Alternatively, deep learning approaches often do not incorporate the underlying physics into the model at all and instead learn it directly from the data [1]. These convolutional models commonly take the form of an encoder-decoder network that is trained in a supervised fashion to solve the inverse problem by taking the raw measurements as input and directly comparing model predictions to the ground-truth images using a pixelwise loss such as L1 or L2. Other loss functions, e.g., negative Pearson correlation coefficient (NPCC), cross entropy, structural similarity index measure (SSIM), as well as the perceptual loss, which instead compares the feature representations from a second neural network, commonly the image recognition network VGG, have proven to be effective in super-resolution [2], medical imaging [3], image denoising [4], imaging through diffuse media [5], imaging from a “see through” camera [6], and so on. Further improvements to encoder-decoder models in computational imaging include architectural modifications such as the use of skip connections [7], i.e., the U-net, and residual connections [8]. The U-net in particular has been the most widely used deep neural network in computational imaging [9].

Generative adversarial networks (GAN) [10] instead take a game theoretic perspective by training a discriminator to determine whether generated images are real or fake and a generator to fool the discriminator by creating images consistent with the ground-truth domain. It has been shown that using an adversarial loss alongside pixelwise losses for image-to-image translation tasks produces more realistic photos than the conventional pixelwise loss alone [11,12]. Further GAN research [13,14] showed that paired input-output images are not always necessary, just images from both domains. These models use a cycle-consistent loss, wherein two GANs are trained in unison to invert the other by passing the output of one network into the other and enforcing it to predict the original input.

The benefits of these deep learning approaches are that they: 1) move the bulk of the computation time to training so testing can be near real time and 2) learn directly from the data without the need for knowledge of the imaging system’s physics.
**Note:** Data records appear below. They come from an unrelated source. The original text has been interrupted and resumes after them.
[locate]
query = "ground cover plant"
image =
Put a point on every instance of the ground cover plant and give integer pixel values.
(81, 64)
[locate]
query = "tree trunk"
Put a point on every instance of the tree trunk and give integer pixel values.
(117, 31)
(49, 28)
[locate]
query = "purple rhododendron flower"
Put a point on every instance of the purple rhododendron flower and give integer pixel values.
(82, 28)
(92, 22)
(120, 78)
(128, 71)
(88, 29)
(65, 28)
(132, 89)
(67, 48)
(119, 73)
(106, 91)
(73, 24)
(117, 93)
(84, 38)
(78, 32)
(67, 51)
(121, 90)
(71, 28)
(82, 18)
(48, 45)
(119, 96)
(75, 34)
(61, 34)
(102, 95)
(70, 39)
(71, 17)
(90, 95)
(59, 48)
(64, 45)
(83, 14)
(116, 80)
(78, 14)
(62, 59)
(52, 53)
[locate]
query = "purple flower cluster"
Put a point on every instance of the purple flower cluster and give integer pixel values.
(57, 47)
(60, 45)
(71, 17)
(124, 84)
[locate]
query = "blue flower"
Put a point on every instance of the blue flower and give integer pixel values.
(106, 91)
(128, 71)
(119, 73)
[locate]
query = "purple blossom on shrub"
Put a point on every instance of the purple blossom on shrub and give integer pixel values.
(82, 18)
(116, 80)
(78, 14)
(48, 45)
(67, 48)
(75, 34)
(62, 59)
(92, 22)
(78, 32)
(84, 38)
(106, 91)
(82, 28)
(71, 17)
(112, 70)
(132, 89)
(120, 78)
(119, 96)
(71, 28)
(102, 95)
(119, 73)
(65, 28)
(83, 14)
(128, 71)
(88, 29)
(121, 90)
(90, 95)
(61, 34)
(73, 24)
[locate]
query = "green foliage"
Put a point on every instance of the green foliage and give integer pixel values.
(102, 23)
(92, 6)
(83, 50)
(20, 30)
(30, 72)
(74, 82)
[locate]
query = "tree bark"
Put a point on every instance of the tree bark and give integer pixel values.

When the physics is known, it can be incorporated into these models, which can be especially useful under extremely ill-posed scenarios [9]. In this work we aim to reduce ill-posedness not by integrating knowledge of the physics directly into the network but through enforcing a bijective constraint on the model. Through this, we encourage the model to learn the ideal imaging system.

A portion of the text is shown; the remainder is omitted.